At the same time, some criminal groups have switched to LLMs from the open source scene and removed the corresponding filters.
AI generates malware
The Stopwatch AI website demonstrates just how far the possibilities of AI-generated malware already go. It shows how AI can be used in three simple steps to program malware that specifically undermines the protective shield of the major antivirus tools.
In the first step, called “Choose Platform”, you select the operating system of the computer you want to attack. You can choose from Mac, Windows, Linux, AWS (Amazon Web Services, Amazon’s cloud service), Google Cloud, and Microsoft Azure, Microsoft’s professional cloud service.
The Stopwatch AI website demonstrates how malware can be programmed in a few simple steps with the help of AI tools. The first step is to select the operating system to be attacked.
Foundry
The second step is called “Choose Defence” and offers nine antivirus tools, including Microsoft Defender, Eset Endpoint Protection Advanced, McAfee Endpoint Security, Symantec Endpoint Security, and Kaspersky Endpoint Security for Business.
In the second step, Stopwatch AI users select the antivirus program whose weaknesses they want to exploit with their malware attack. Microsoft Defender is also listed here.
Foundry
In the third step, “Choose Attack”, you specify the type of virus you want to create. The selection ranges from adware and spyware to ransomware and keylogging through to data exfiltration, i.e. data theft.
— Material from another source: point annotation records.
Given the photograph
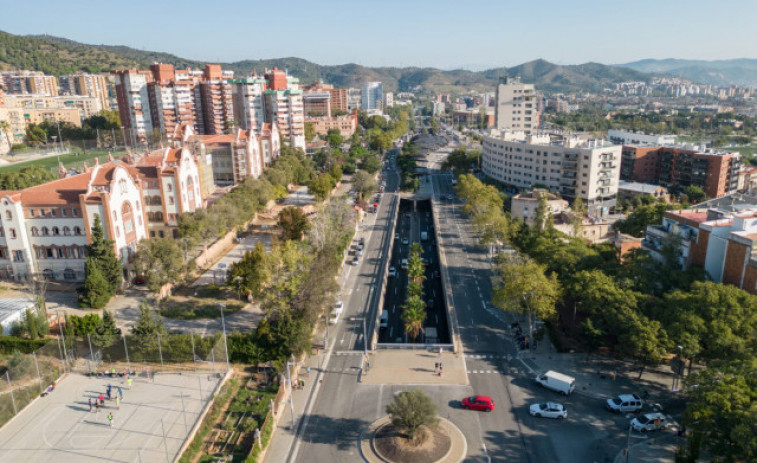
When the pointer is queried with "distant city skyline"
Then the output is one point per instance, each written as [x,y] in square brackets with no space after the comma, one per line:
[486,34]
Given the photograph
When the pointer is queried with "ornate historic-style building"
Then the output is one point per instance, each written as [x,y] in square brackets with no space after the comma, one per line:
[45,229]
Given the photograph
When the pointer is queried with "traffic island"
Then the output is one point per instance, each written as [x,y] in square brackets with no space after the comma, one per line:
[383,443]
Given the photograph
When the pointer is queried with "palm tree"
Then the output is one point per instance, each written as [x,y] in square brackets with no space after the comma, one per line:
[5,127]
[414,314]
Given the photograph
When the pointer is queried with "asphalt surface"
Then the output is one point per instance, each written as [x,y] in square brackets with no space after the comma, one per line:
[414,218]
[342,407]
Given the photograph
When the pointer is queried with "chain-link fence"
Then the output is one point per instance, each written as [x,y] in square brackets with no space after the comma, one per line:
[23,377]
[26,376]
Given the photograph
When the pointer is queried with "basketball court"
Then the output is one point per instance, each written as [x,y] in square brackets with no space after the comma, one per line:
[155,418]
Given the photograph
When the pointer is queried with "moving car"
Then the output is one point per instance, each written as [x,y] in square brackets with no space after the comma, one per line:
[650,422]
[624,403]
[478,402]
[384,324]
[548,410]
[336,312]
[557,382]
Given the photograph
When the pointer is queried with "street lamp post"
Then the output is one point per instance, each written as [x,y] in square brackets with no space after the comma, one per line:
[223,327]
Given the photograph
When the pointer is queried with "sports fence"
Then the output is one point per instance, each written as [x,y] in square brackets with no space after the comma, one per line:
[23,377]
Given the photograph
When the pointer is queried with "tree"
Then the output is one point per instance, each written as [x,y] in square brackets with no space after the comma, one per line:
[411,410]
[101,252]
[321,185]
[364,183]
[523,286]
[160,261]
[252,272]
[334,138]
[149,322]
[413,315]
[96,292]
[309,131]
[293,223]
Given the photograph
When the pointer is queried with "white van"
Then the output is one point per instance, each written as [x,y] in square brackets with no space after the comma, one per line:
[557,382]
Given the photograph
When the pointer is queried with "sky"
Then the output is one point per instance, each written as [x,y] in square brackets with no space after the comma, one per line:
[472,34]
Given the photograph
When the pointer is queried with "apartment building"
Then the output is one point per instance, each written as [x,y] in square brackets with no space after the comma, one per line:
[715,172]
[273,99]
[346,124]
[516,106]
[570,166]
[217,102]
[372,97]
[87,85]
[718,235]
[44,230]
[29,82]
[134,103]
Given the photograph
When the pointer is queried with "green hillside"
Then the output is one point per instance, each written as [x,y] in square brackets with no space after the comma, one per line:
[57,56]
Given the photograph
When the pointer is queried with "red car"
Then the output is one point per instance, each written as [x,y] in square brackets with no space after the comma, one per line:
[478,402]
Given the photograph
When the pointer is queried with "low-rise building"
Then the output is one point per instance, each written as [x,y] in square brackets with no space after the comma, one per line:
[629,190]
[44,229]
[718,235]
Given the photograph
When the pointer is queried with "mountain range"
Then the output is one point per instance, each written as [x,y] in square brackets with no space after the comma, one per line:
[56,56]
[742,71]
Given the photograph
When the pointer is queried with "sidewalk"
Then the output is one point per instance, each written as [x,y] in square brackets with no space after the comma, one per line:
[657,381]
[284,435]
[414,367]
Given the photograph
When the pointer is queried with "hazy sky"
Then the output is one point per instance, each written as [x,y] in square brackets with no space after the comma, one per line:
[440,33]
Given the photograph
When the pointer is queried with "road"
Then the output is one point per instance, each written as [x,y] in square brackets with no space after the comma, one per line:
[342,407]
Stopwatch AI offers ten different types of malware, from keyloggers to ransomware. The user must register in order to implement the selected malware.
Foundry
After clicking on a form of attack, Stopwatch AI asks for log-in details. It is possible to register with the site using a Google, Github, or Microsoft account. As soon as registration is complete, the AI starts programming the desired malware.
In order to use the site, the user must agree to the terms of use, which exclude attacks against other systems. This is because Stopwatch AI is only intended for studying malware development with AI.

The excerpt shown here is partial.